A enfermeira da noite se chamava Magda e ela adorava me aplicar injeções. Mesmo quando não precisava, ela tacava umas duas benzetacil em mim. Quando ela fazia isso, eu inevitavelmente ficava sem dormir por causa do inchaço. E ficava passeando pelos leitos vazios. Eu desconfiava que alguma coisa esquisita estava acontecendo, porque não é comum um hospital ter tantos leitos vazios e só um fodido como eu lá, sendo tratado.

A Santa Casa (ou Servidor do Estado, sei lá) estava sendo reformada, havia baldes de tinta e material de construção nos corredores. As luzes fluorescentes estavam dependuradas de qualquer jeito e no jardim as mesas e cadeiras estavam empilhadas como uma obra de arte surrealista. De branco, eu saía zanzando pelos corredores, cheio de dor, principalmente na bunda e nos braços. Eu arrastava minha sonda que, não sei por que, estava sempre vazia, só soltando uma pasta parecida com piche de vez em quando.

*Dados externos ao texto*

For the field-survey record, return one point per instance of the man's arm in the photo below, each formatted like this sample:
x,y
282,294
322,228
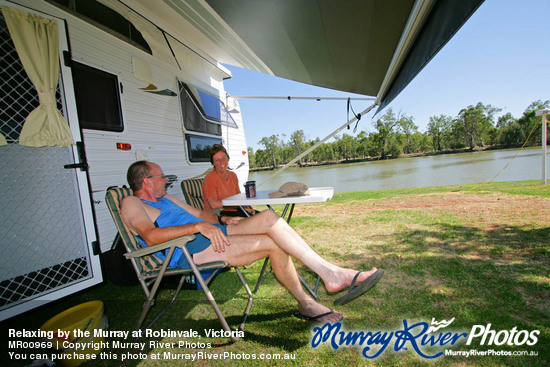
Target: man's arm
x,y
205,215
135,216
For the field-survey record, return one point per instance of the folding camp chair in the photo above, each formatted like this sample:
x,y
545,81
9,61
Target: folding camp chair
x,y
192,191
150,269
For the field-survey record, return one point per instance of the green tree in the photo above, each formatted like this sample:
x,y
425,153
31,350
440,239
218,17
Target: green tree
x,y
529,122
408,128
439,129
272,147
385,127
298,144
475,122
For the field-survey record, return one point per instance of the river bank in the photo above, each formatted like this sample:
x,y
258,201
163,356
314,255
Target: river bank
x,y
420,171
371,159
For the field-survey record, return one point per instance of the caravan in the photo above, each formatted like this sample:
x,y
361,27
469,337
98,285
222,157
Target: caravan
x,y
143,79
124,101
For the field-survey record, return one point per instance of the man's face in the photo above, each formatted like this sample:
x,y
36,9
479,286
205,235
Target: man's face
x,y
156,180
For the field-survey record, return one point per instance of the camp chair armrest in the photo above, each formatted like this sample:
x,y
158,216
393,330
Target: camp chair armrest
x,y
179,242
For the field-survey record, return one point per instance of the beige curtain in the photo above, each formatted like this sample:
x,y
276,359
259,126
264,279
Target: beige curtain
x,y
37,45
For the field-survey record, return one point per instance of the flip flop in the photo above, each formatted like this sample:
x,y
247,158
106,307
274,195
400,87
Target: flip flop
x,y
357,290
300,315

Ficar em pé afastava a dor.

O corredor esticava pra longe, caindo além do horizonte, numa dobra para baixo.

Me sentei num banco para coçar a ferida da sonda.

Lá no fundo do andar eu vi o pesadelo que virou vida.

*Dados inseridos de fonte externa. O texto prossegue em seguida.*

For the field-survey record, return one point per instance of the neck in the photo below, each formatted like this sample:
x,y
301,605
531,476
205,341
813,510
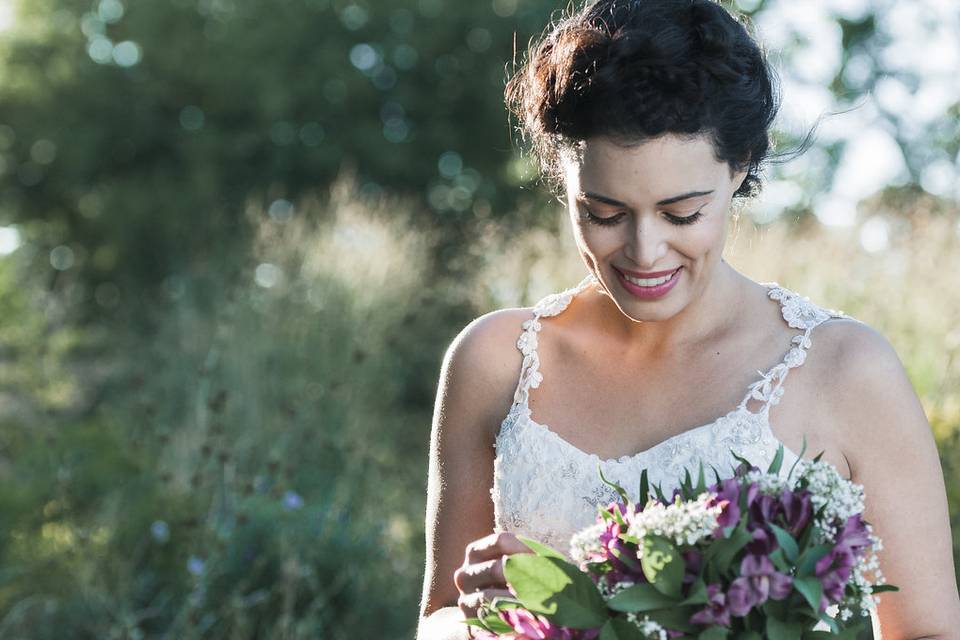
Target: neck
x,y
710,312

Um homem andava calmamente e meio gingado. Pelado, o corpo de osso quase a mostra, as mãos levantadas bem altas, acenando a cada passo, e abrindo e fechando a boca, colocando a língua para fora. Ele era um brinquedo obsceno, aquela coisa pálida, abrindo e fechando a boca grande, sem dentes, chocando-se contra as paredes, aquele duro e soltando jatos de sêmen.

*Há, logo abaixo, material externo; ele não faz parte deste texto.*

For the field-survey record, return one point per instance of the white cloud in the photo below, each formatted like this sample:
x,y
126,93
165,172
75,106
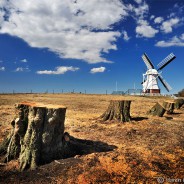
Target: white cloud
x,y
2,68
24,60
141,10
174,41
138,1
58,70
145,30
158,20
98,70
167,26
22,69
67,27
125,36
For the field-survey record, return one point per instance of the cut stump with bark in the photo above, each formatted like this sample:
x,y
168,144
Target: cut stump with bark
x,y
178,103
157,110
168,106
37,135
118,110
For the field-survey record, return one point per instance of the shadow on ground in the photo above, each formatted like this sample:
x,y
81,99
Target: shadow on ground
x,y
138,118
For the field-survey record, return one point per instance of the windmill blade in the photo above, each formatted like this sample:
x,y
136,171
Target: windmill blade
x,y
147,61
166,61
165,84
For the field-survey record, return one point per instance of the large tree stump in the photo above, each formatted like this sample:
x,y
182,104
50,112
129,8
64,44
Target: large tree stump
x,y
37,135
178,103
118,110
157,110
169,107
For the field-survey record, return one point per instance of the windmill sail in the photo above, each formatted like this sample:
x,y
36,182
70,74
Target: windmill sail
x,y
166,61
165,84
147,61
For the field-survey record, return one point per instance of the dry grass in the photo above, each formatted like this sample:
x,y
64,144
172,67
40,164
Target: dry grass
x,y
146,147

O homem não tinha um dos olhos, tinha um buraco no crânio de onde saia um cabo de panela. E dependurado desse cabo, diversas lâminas de barbear que tilintavam.

O homem assombração dizia uma coisa como "gooooh, gooooh, guuuuh..."

O medo mais animal subiu de meus pés, me travou os músculos e me torceu o corpo em cãibras de desespero. Gani, rilhando os dentes, que estalavam de tanto que eu os pressionava. Pedaços de imagens voavam na minha cabeça e meu intestino se soltou.

Antes que aquela abominação chegasse perto de mim, uma força divina me ajudou e me levantei, pulando como um grilo em pânico em direção à saída do hospital.

Arrastando minha sonda, avancei por corredores, portas, escadas, sempre para baixo, até que cheguei na rua.

Da rua ganhei a Paulista e da Paulista caí pela Brigadeiro. Eu não corria, eu voava, flutuava, passando entre carros, peruas, caminhões.

Uma pessoa gritou do prédio:

- Shake it uuuup! SHAAAAAAKE IT UUUUPPP!!!!!!!!!

Meus pés estavam em carne viva, feridos por pedras e sem sola. Peguei a rua Humaitá sem fôlego nenhum, sem ar nenhum, sem hemoglobina nenhuma. Como um maratonista, eu consegui deixar meu corpo no automático.

As ruas retas ficaram tortas, os prédios dançavam numa festa mexicana, hora passando em minha frente, em outra trazendo placas de números e de "aluga-se" aos meus olhos. Cabeças batiam-se contra mim e uma medusa de ferro me olhava, sarcástica.

Casa! Eu queria ir para casa!

Da rua Humaitá ganhei a rua Abolição, dobrei na travessinha, cai na rua Japurá e cheguei na porta em casa, com dois cachorros se digladiando para comerem minha sonda e uma parte da sola de meu pé, que se desprendera.

Levantei-me até a lâmpada, peguei a chave secreta, abri a porta com respeitoso silêncio.

Desci para meu quarto, me envolvi em minha cama e só me lembro de ter começado a chorar antes de desmaiar.